On July 13, 2025, he signed with Pistoia Basket 2000 of the Italian Serie A2.

==International career==
Magro was called up to Italy squads starting from 2012 but hardly played, he was more active for the Italy B squad, playing at the 2013 Mediterranean Games.
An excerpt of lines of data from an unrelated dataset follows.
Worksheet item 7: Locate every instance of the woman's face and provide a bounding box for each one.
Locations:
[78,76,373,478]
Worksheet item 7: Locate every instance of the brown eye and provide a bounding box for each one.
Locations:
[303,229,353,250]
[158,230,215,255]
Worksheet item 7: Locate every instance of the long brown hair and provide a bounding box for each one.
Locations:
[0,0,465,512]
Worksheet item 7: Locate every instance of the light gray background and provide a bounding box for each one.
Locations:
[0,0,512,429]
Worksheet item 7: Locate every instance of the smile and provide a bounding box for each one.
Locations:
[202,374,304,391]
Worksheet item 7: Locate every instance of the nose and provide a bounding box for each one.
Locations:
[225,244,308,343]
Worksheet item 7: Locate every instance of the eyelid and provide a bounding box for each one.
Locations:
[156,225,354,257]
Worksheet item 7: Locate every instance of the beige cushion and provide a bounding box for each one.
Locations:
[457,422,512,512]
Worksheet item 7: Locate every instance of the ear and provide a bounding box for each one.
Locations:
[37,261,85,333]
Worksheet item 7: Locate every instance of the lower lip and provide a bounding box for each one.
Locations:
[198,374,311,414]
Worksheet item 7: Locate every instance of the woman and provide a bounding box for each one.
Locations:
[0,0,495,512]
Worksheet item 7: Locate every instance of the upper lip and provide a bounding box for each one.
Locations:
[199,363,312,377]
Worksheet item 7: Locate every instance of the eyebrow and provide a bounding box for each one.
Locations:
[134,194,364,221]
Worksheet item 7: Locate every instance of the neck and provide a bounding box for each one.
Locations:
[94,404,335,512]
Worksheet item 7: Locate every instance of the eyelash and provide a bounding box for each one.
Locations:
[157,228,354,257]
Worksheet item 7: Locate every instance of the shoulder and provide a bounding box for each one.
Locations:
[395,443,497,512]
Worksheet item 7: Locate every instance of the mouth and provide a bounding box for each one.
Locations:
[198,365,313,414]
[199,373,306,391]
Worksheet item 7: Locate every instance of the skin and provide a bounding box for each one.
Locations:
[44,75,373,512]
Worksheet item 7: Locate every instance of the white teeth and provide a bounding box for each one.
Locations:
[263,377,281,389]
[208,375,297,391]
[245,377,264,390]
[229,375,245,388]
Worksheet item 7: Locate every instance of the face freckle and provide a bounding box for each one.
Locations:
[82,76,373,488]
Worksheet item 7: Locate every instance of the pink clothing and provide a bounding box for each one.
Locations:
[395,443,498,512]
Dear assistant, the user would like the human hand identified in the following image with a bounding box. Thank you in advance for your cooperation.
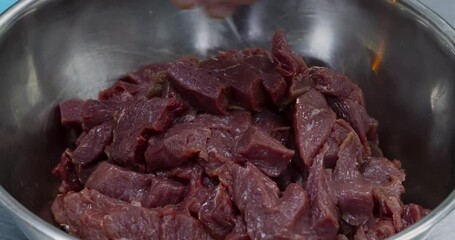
[171,0,255,18]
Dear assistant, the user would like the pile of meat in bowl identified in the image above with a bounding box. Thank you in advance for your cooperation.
[52,31,429,239]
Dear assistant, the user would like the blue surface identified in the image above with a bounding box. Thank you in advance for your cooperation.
[0,0,455,240]
[0,0,17,13]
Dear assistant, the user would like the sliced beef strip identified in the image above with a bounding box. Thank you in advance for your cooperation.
[293,89,336,167]
[71,122,114,166]
[310,67,374,154]
[82,99,129,131]
[354,219,396,240]
[199,58,264,112]
[52,189,211,239]
[85,162,186,208]
[211,49,287,106]
[272,30,311,99]
[324,119,354,169]
[227,163,318,239]
[361,157,414,232]
[98,80,149,101]
[51,189,125,236]
[245,53,287,106]
[145,111,252,171]
[52,149,84,191]
[253,110,292,147]
[332,132,374,226]
[59,99,84,129]
[145,123,212,172]
[168,59,228,114]
[105,98,185,171]
[198,185,236,239]
[234,127,294,177]
[306,146,339,239]
[402,203,430,227]
[120,63,170,85]
[156,162,216,218]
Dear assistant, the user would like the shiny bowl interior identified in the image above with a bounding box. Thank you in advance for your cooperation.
[0,0,455,239]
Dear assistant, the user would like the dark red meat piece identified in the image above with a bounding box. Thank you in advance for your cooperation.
[82,99,122,131]
[121,63,170,85]
[235,127,294,177]
[294,90,336,167]
[52,189,211,240]
[230,163,311,239]
[52,31,429,240]
[310,67,370,153]
[85,162,186,208]
[332,132,374,226]
[306,147,339,239]
[71,122,114,165]
[272,31,311,99]
[199,58,264,111]
[168,60,228,114]
[254,110,292,147]
[52,149,84,191]
[145,123,212,171]
[106,98,185,171]
[198,185,235,239]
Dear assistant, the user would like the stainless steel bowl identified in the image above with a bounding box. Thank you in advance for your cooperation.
[0,0,455,239]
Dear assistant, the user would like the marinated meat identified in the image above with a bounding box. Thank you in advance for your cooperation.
[52,31,429,240]
[294,89,336,167]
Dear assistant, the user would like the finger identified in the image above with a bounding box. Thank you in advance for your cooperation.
[171,0,198,9]
[205,3,237,18]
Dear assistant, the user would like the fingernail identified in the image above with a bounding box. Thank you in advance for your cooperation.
[172,0,197,9]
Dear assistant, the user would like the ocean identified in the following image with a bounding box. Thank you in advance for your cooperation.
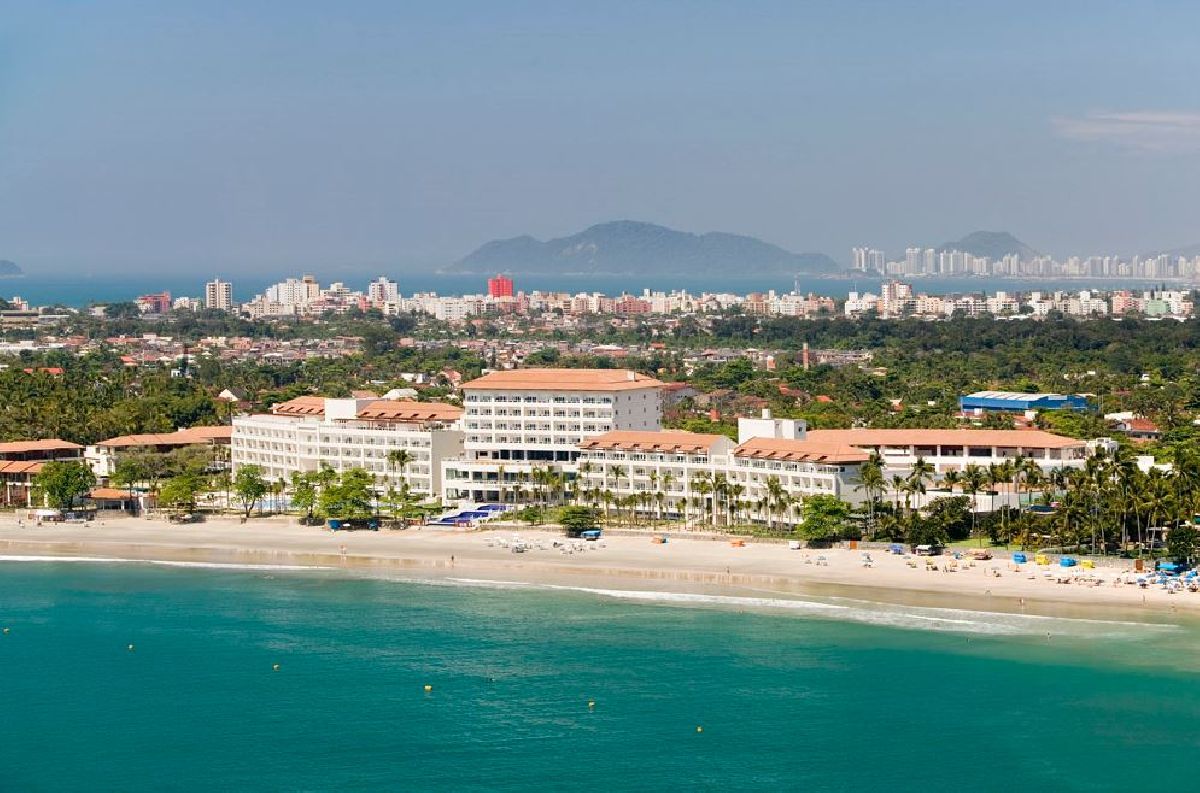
[0,270,1182,308]
[0,559,1200,792]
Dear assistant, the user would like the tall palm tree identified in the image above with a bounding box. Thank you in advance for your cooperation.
[388,449,413,487]
[962,463,988,543]
[691,474,716,525]
[572,461,595,499]
[858,451,888,533]
[892,474,905,512]
[766,476,787,531]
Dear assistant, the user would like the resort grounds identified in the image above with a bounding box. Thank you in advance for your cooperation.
[0,516,1200,621]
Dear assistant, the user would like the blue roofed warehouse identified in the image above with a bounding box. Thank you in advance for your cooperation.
[959,391,1092,413]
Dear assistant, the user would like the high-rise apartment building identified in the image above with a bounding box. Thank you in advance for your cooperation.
[204,278,233,311]
[487,275,512,298]
[367,276,400,306]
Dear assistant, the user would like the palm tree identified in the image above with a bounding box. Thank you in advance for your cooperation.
[858,451,888,533]
[962,463,988,544]
[572,461,595,501]
[892,474,905,512]
[691,474,716,525]
[766,476,787,531]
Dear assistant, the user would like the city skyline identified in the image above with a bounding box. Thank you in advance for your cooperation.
[0,0,1200,272]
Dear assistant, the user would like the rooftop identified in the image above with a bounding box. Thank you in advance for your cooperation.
[271,396,462,422]
[96,425,233,449]
[808,429,1085,449]
[462,368,662,391]
[358,399,462,421]
[580,429,732,455]
[0,438,83,455]
[271,396,325,416]
[966,391,1067,402]
[733,432,870,464]
[0,459,46,474]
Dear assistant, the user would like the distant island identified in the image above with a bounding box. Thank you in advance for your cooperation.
[444,221,841,276]
[937,232,1040,262]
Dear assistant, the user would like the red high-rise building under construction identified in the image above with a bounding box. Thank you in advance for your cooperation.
[487,275,512,298]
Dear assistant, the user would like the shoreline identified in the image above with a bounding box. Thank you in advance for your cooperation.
[0,518,1185,623]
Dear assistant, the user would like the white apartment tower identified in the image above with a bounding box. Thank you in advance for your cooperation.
[232,396,463,498]
[204,278,233,311]
[367,276,400,307]
[442,368,662,501]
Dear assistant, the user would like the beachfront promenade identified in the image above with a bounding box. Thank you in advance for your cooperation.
[0,518,1185,619]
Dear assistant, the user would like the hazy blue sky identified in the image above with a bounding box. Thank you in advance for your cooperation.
[0,0,1200,274]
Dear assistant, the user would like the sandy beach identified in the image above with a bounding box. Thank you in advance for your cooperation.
[0,518,1185,620]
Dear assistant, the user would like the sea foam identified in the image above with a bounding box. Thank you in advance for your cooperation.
[450,578,1180,639]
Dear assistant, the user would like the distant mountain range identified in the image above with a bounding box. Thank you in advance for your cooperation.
[1145,242,1200,259]
[937,232,1040,259]
[445,221,841,276]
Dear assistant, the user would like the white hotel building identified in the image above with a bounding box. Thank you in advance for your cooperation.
[232,396,463,498]
[442,368,662,501]
[232,368,1104,522]
[578,413,869,523]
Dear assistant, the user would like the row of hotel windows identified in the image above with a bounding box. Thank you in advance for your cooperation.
[470,408,612,419]
[234,443,428,459]
[467,435,583,446]
[233,427,432,449]
[580,452,846,473]
[463,394,612,404]
[467,421,610,432]
[238,453,430,479]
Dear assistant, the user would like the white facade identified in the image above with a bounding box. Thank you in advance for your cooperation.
[367,276,400,306]
[578,416,868,525]
[232,399,463,498]
[443,370,662,501]
[204,278,233,311]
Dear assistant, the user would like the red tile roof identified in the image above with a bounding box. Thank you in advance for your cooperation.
[808,429,1085,449]
[358,399,462,421]
[271,396,325,416]
[0,459,46,474]
[580,429,728,455]
[88,487,130,501]
[0,438,83,456]
[733,433,871,465]
[97,425,233,449]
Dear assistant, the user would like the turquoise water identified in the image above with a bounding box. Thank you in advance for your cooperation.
[0,561,1200,791]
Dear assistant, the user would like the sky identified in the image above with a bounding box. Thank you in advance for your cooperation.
[0,0,1200,277]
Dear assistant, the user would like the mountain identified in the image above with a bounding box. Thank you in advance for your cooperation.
[937,232,1039,259]
[445,221,841,276]
[1142,242,1200,259]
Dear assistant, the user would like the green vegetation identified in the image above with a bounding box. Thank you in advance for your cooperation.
[32,461,96,510]
[233,465,270,519]
[317,468,376,518]
[558,506,600,537]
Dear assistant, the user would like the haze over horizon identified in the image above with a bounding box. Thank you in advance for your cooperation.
[0,0,1200,275]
After a slew of injuries for the senior squad, with Andrea Bargnani and Angelo Gigli amongst many to pull out, left Italy bereft of big men, the 2.08m player was called to the senior for EuroBasket 2013.
He barely played as Italy finished 8th.

Magro was called up to the Italy squad for the FIBA EuroBasket 2015 qualification games against Russia but was virtually unused and has seemingly slipped out of contention for the 2015 tournament.

==Career statistics==

===Serie A ===
Source:

====Regular season====

| Year | Team | GP | GS | MPG | FG% | 3P% | FT% | RPG | APG | SPG | BPG | PPG |
|---|---|---|---|---|---|---|---|---|---|---|---|---|
| 2011-12 | Umana Venezia | 16 | 0 | 5.6 | 60.9 | 0.0 | 50.0 | 1.8 | 0.1 | 0.0 | 0.1 | 1.9 |
| 2012-13 | Umana Venezia | 28 | 16 | 11.2 | 67.9 | 0.0 | 66.7 | 3.1 | 0.3 | 0.3 | 0.2 | 3.3 |
| 2013-14 | Umana Venezia | 28 | 3 | 9.0 | 70.0 | 0.0 | 58.8 | 2.8 | 0.2 | 0.3 | 0.4 | 2.9 |
| 2014-15 | Giorgio Tesi Group Pistoia | 26 | 2 | 11.0 | 60.0 | 0.0 | 78.3 | 3.2 | 0.3 | 0.3 | 0.5 | 3.0 |
| Career |  | 98 | 21 | 9.2 | 64.7 | 0.0 | 63.4 | 2.7 | 0.2 | 0.2 | 0.3 | 2.8 |

====Playoffs====

| Year | Team | GP | GS | MPG | FG% | 3P% | FT% | RPG | APG | SPG | BPG | PPG |
|---|---|---|---|---|---|---|---|---|---|---|---|---|
| 2011-12 | Umana Venezia | 3 | 0 | 5.6 | 66.7 | 0.0 | 0.0 | 0.3 | 0.0 | 0.0 | 0.0 | 1.3 |
| 2012-13 | Umana Venezia | 3 | 2 | 8.3 | 83.3 | 0.0 | 0.0 | 2.3 | 0.0 | 0.0 | 0.7 | 3.3 |
| Career |  | 6 | 2 | 6.9 | 75.0 | 0.0 | 0.0 | 1.3 | 0.0 | 0.0 | 0.3 | 2.3 |

==Personal life==
The nephew of former player Luigi Magro who mostly played in the second division. As a child Daniele used to go see his games for Petrarca Padova and strived to follow his example.

His grandmother owns a restaurant, Bion in his hometown Padua where his parents also work, he inherited that love of food and likes to cook as well.